Our study was not without limitations. First of all, we were unable to validate our GRCCA results in a completely independent sample, since we could not find a public dataset containing the same self-report. Nevertheless, we used regularization and cross-validation to mitigate the effects of overfitting and tested our final results in a held-out portion of the dataset. Also, our study dataset is much larger than typically reported in the literature. Future neuroimaging studies using the NIH Emotion battery should consider making their data public to enable replication of our results. Another limitation was that we computed functional connectivity during our task in the same way we did it for resting state data. We adopted this strategy because it is commonly used and because it allowed us to easily compare the same measure between the two conditions. However, a very recent study has claimed that task functional connectivity computed in this way may produce false positives compared to computational models that allow for a flexible task-evoked BOLD response shape (Cole et al., 2019). Thus, it is possible that computing functional connectivity during specific conditions or comparing functional connectivity between different conditions might have returned results for the Emotion task. Doing so constitutes a promising avenue for future research which could also be facilitated by our novel GRCCA algorithm. We want to acknowledge the small effect size of the correlation we detected with our exploratory approach in this sample. Caution is warranted in the interpretation of such small effects and, in any case, they suggest that future studies wishing to investigate correlations between functional connectivity and self-reports of negative emotion might need very large samples. Finally, we also find that the complex multivariate patterns returned by canonical correlations make a direct neurobiological interpretation of our findings challenging. Nevertheless, we hope our results will inform future studies even just by showing that functional connectivity measures related to self-reported negative valence are distributed in the brain, involving sometimes even understudied or newly discovered networks.
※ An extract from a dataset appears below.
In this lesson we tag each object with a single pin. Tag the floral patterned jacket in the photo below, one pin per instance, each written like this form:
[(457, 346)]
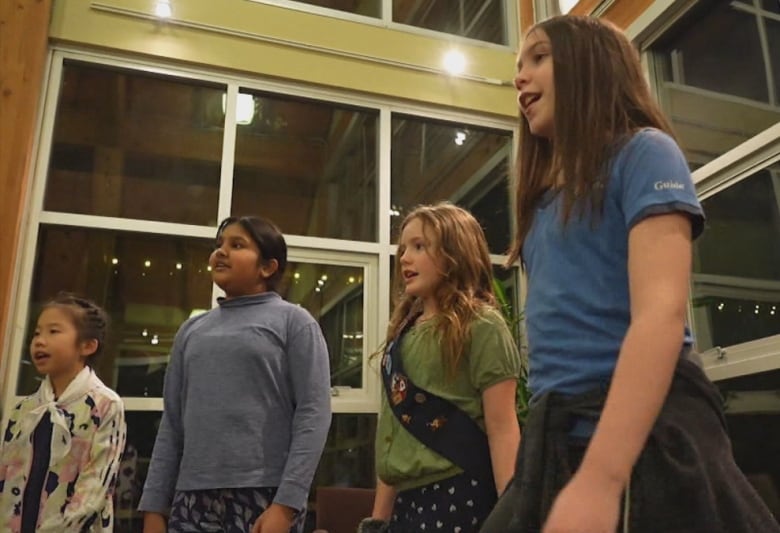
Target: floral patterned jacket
[(88, 438)]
In sum, we show that task-free resting state functional connectivity might be a promising target to identify correlates of self-reported negative emotion. We do so by using a novel algorithm for canonical correlation analyses that accounts for the grouping of functional connectivity measures into known brain networks. Functional connections involving the visual, auditory, cingulate, the orbitofrontal cortices and insula as well as the globus pallidus relate to self-reports of negative emotion in the days preceding the scan. Furthermore, the visual, orbito-affective and multimodal networks are promising targets for future research investigating negative valence across units of analysis in the resting state. Crucially, we highlight the need of cross-validation, regularization and testing on held-out data for correlational neuroimaging studies to avoid inflated effects.